© 2021
Powered by Hugo

Formula One 2021: Boxplotting Bahrain

Table of Contents

Lap-time Boxplots for the Top 5 Drivers

Bahrain Boxplots Data retrieved from FIA Results & Statistics


The 2021 Bahrain Grand Prix was race 1 of 23 in the 2021 Formula One World Championship . The course length is 5.412 km (3.363 mi), which after a total of 56 laps amounts to 302.826 km (188.167 mi). The dataset extracted for this analysis consists of all 56 lap times for the top 5 drivers in the race. The race was held on March 28th, 2021. Boxplots constitute a great way to visualize lap-time dispersion among drivers. The plot was done using matplotlib . All the code for this analysis can be found on Github .
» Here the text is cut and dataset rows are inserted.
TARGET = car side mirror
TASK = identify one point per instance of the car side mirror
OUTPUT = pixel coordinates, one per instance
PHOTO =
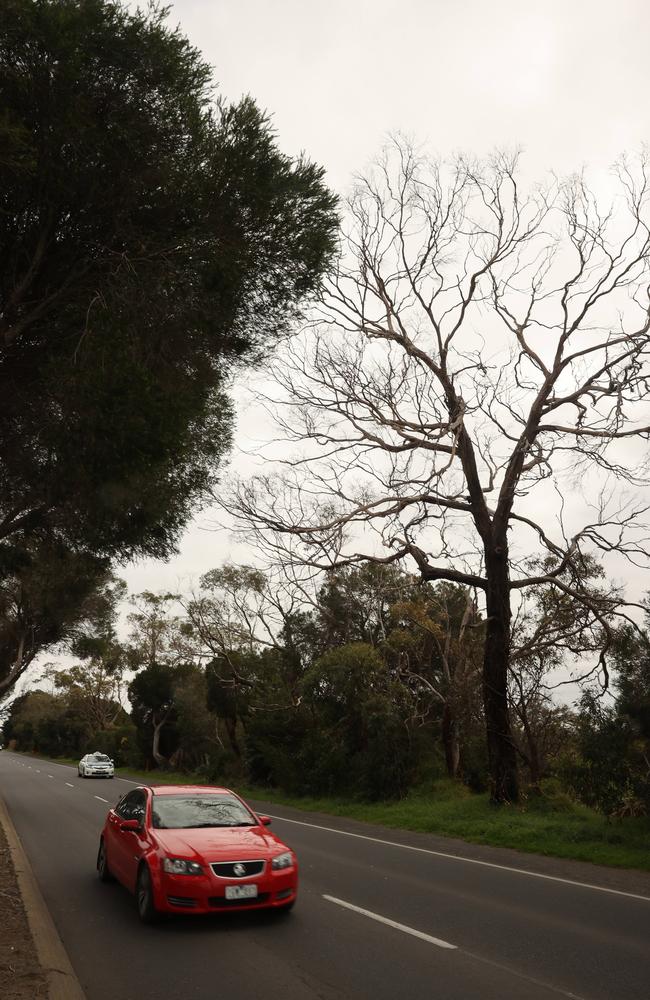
(131, 824)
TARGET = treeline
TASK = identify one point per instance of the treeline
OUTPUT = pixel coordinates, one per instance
(369, 687)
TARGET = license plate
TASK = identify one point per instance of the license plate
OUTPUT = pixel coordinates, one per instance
(241, 891)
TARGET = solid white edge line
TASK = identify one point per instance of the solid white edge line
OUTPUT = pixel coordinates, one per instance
(469, 861)
(392, 923)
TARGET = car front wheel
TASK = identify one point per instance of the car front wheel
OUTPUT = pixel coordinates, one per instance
(144, 892)
(102, 864)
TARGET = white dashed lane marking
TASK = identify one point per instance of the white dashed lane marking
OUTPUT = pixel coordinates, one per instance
(439, 943)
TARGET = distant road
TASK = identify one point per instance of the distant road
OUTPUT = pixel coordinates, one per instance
(379, 916)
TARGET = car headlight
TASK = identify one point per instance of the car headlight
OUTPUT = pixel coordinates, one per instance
(282, 861)
(179, 866)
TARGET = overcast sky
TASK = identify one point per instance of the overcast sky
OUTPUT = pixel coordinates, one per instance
(566, 82)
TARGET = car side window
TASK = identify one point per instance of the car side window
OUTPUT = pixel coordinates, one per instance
(132, 806)
(139, 806)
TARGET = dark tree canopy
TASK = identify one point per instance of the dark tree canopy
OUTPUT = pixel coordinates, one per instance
(149, 238)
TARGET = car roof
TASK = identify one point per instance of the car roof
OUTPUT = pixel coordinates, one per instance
(193, 789)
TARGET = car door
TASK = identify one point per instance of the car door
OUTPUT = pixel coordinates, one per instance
(125, 847)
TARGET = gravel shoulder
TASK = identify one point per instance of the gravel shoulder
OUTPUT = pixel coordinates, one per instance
(21, 975)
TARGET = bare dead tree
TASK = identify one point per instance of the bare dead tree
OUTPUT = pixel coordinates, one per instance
(471, 391)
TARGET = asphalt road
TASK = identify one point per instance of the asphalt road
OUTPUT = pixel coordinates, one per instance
(374, 919)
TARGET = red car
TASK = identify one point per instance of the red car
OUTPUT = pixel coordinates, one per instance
(195, 849)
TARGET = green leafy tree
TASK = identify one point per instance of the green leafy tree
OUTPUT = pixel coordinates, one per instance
(48, 595)
(150, 237)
There are a few interesting observations from the plot. Bottas had the fastest lap in the race at 92.09 seconds, but this blazing fast record was offset by too many laps above the 96-second mark. Similarly, Verstappen drove the fastest laps, with 9 of them coming in below the 94-second mark, but other slower laps increased his overall time. Meanwhile, Hamilton didn’t finish a single lap below the 94-second mark. However, his lap times had very low spread and were remarkably consistent—enough to earn him the first win of the 2021 season.

Data Preprocessing

  1. Transforming timestamps to floats: timesamps were originally given as strings (eg., Hamilton’s first lap is recorded as taking ‘1:59.538’). In order to make computation feasible all timestamps were converted to floats using the following function:
def str2seconds(cell_value):
    """Take a string timestamp and turn it into seconds (float, 3 decimals)"""
    time_list = cell_value.split(':')
    seconds = float(time_list[0])*60 + float(time_list[1])
    seconds = round(seconds, 3)
    return seconds
  1. Removing outliers: proper outlier detection and removal is crucial to visualize this dataset. Given that the data is not normally distributed, techniques based on z-scores will either fail terribly or require heavy tweaking—like establishing the threshold for outliers at plus/minus 1 standard deviation, instead of the traditional plus/minus 3.

    Another technique, the so-called Tukey’s fences, proved more fruitful. This method is based on the interquartile range (IQR) , and the formula is as follows:

    \[{\big [}Q_{1}-k(Q_{3}-Q_{1}),Q_{3}+k(Q_{3}-Q_{1}){\big ]} \hspace{1.5cm} (1) \]

    Where k is usually set to 1.5, and anything outside the interval is considered an ‘outlier’. It is important to note that we only want to get rid of large outliers (usually coming from slower first laps, accidents, safety cars on track, etc.). By contrast, small outliers are of extreme importance to determine the fastest laps by each driver—therefore we will keep them and ignore the left term of (1) during the removal procedure. The implementation is as follows:

def remove_outliers_iqr1p5(pseries):
    """Take a pandas series and return it without right-tailed outliers based
    on the 1.5IQR rule. Keep left-tailed outliers."""
    pseries_q1 = pseries.describe()['25%']
    pseries_q3 = pseries.describe()['75%']
    pseries_iqr_1p5 = (pseries_q3 - pseries_q1) * 1.5
    # make True all values <= pseries_iqr_1p5; these are to be kept
    pseries_no_outliers = pseries[pseries <= (pseries_q3 + pseries_iqr_1p5)]
    return pseries_no_outliers